If NASCAR wants to recreate some 2001-like excitement, maybe it needs to borrow from the American Idol format and host an audition where a driver in the mold of Bill Elliott or Sterling Marlin or Bobby Hamilton or Dale Earnhardt would wind up with a quality Cup ride even if they don’t turn out to be the best pitchman for a sponsor. And the judges ought to be real people. It wouldn’t hurt to have NASCAR’s last good ‘ol boy, Sterling Marlin, on the panel too.

– Rick Minter can be reached at rminter@racintoday.com

| Senior Writer, RacinToday.com Wednesday, August 11 2010


  • sparky69 says:

    I suspect Bill Sr. and Bill Jr. are turning about 8500 rpm’s in their graves at the thought of the sport they worked so hard to build turning into what it has. What a shame.

  • scorer27 says:

    Great commentary Rick.

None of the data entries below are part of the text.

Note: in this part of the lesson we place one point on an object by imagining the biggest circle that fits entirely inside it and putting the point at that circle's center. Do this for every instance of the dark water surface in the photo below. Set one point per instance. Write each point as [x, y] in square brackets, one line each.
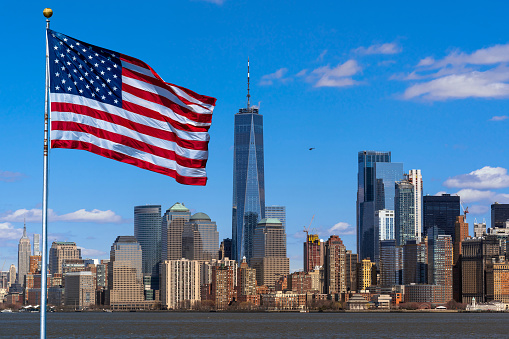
[257, 325]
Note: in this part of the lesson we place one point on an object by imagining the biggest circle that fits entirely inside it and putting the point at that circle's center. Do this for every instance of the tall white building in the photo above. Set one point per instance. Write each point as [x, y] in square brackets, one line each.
[278, 212]
[24, 253]
[385, 222]
[180, 283]
[415, 177]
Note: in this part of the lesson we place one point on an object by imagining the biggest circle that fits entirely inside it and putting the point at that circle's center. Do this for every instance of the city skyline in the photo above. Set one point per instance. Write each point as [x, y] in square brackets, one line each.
[363, 82]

The fun and excitement of NASCAR is gone (temporarily I hope) and you nailed it right on the head with everything you said.

    I believe losing races at North Wilkesboro, Rockingham and Darlington is a major part of it. Those are great racetracks and they replaced them with places like Californication & New Hamster….great sleeping aids but not very entertaining.

    NASCAR is now populated with too many drivers who are pretty and great spokesmen for their sponsors but who are about as exciting as figures at a wax museum. When was the last time any of these drivers called the fans out who were booing him to meet him in the parking lot of the local K-Mart? When the biggest thing that happens in a season is Danica dabbling in NASCAR then you know you have a problem.

    Bonzaibonnie touched on the real issue. The Chase. It’s contrived, it’s phoney, it’s all hype with little substance. Because of that I hope JJ keeps on winning the championship every year until NASCAR scraps it and goes back to what actually worked. There was nothing wrong with the old format. It was created to help NASCAR compete against the NFL and it didn’t work, so flush The Chase!

  • Ken says:

    This will be as effective as rearranging the chairs on the Titanic.

  • banzaibonnie says:

    Grt rid of the Damned chase, and all else will work it’s way out. Guess when Brian’s folly started? Right!!!

  • joe says:

    Rick……….”And George Jones sang the National Anthem for the fall race at Charlotte.” Don’t get me started on some of these people they have singing the National Anthem now. I expect NA$CAR to have someone Rap the song any day now!